The former names of these exams are provided below (there is no direct equivalent to PTPB, which has been discontinued).

| Profile Exams | CEFR Level |
|---|---|
| Profile tourist and informal language proficiency (PTIT) | A2 |
| Profiel Taalvaardigheid Praktische Beroepen (PTPB) | A2 |
| Profile societal language proficiency (PMT) | B1 |
| Profile professional language proficiency (PPT) | B2 |
| Profile language proficiency higher education (Educatief Startbekwaam — formerly PTHO) | B2 |
| Profile academic and professional language proficiency (Educatief Professioneel — formerly PAT) | C1 |

==Format==
The exam consists of three parts. In part A listening ability is tested and examinees need to complete tasks based on different audio fragments. In part B reading and writing proficiency is tested. Part C tests examinees' ability in oral communication. Parts A and B are tested in a classroom setting while in Part C the examiner and the candidate have a one-on-one conversation.

Candidates may use a dictionary in Part A (listening) and Part B (writing), but not in Part C (oral).

| Profile Exams | Listening | Writing | Oral | Approximate duration |
|---|---|---|---|---|
| PTIT | 17 minutes | 1 hour 15 minutes | 16 minutes | 2 hours |
| PMT | 56 minutes | 1 hour 40 minutes | 12 minutes | 2 hours 50 minutes |
| PPT | 1 hour | 1 hour 40 minutes | 16 minutes | 3 hours |
| Educatief Startbekwaam (former PTHO) | 1 hour 15 minutes | 1 hour 55 minutes | 20 minutes | 3 hours 30 minutes |
| Educatief Professioneel (former PAT) | 1 hour 25 minutes | 1 hour 45 minutes | 20 minutes | 3 hours 30 minutes |

==CNaVT and ALTE==
The CNaVT has been a member institute of the Association of Language Testers in Europe (ALTE) since 1996 and exchanges expertise with other members in the area of language examination.

==Enrollment==
Although enrolment varies, on average more than 2000 candidates take the examination every year.

Number of enrolment worldwide
|  | 2006 | 2007 | 2008 | 2009 | 2010 | 2011 | 2012 | 2013 |
| Candidates | 2,470 | 2,062 | 2,416 | 2,303 | 2,602 | 2,737 | 2,519 | 2,400 |
| Institutions |  |  |  |  |  | 208 | 197 | 206 |
| Countries |  |  |  |  |  | 38 | 44 | 47 |

==Results==
The exam papers are sent to the Catholic University of Leuven and Radboud University Nijmegen for marking, and results are announced in July. Candidates who have passed receive a certificate.

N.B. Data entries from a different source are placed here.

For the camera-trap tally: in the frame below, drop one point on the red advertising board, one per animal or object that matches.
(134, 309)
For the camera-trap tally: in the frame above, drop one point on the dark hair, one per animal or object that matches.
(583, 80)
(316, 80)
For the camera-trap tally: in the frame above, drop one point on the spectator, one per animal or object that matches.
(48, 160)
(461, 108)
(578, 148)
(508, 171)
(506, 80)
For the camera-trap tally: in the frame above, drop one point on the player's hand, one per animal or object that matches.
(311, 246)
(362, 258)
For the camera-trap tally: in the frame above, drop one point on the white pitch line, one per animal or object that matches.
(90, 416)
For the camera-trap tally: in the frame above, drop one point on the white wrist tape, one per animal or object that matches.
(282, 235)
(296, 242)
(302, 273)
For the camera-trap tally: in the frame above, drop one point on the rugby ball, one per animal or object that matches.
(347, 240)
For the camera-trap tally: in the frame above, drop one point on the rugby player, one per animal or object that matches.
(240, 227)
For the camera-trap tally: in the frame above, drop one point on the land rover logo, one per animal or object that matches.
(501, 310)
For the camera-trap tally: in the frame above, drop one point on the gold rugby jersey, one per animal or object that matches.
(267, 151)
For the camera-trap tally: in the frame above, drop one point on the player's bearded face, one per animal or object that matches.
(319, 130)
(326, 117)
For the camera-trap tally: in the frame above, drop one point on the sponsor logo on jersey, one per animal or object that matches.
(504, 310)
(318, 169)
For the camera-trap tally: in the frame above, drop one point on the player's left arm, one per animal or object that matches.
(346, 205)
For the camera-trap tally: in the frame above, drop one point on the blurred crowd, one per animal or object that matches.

The passing rate varies in different profile exams.

| Profile Exams | CEFR Level | Passing rate in 2012 |
|---|---|---|
| PTIT | A2 | 93.5% |
| PMT | B1 | 76% |
| PPT | B2 | 85% |
| PTHO (now "Educatief Startbekwaam") | B2 | 62% |
| PAT (now "Educatief Professioneel") | C1 | 39% |

==Recognition==
Those who have passed PMT, PPT, Educatief Startbekwaam or Educatief Professioneel are exempted from the language tests of the integration exams, i.e. "Inburgeringsexamen or Naturalisatietoets" for immigration to the Netherlands. But the parts concerning the immigrants' knowledge of the Netherlands ("Kennis van de Nederlandse Samenleving or KNS") cannot be exempted.

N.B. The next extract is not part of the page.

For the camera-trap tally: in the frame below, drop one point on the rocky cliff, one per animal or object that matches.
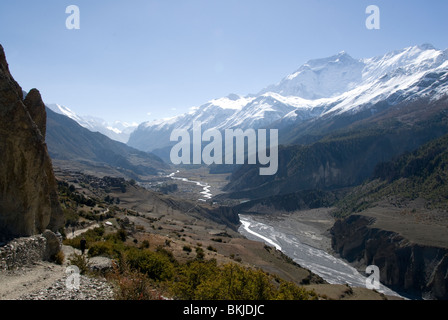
(410, 268)
(28, 193)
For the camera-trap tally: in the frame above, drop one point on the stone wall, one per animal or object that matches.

In Flanders (Belgium) and the Netherlands, in many universities and colleges, foreign students who have obtained the Educatief Startbekwaam or Educatief Professioneel certificates (and former PTHO and PAT certificates) are regarded as already fulfilled the language requirement for registration. In Flanders, in the area of education, a diploma from a recognised institution by the CNaVT can be presented as a proof of a sufficient level of language to work in the sector.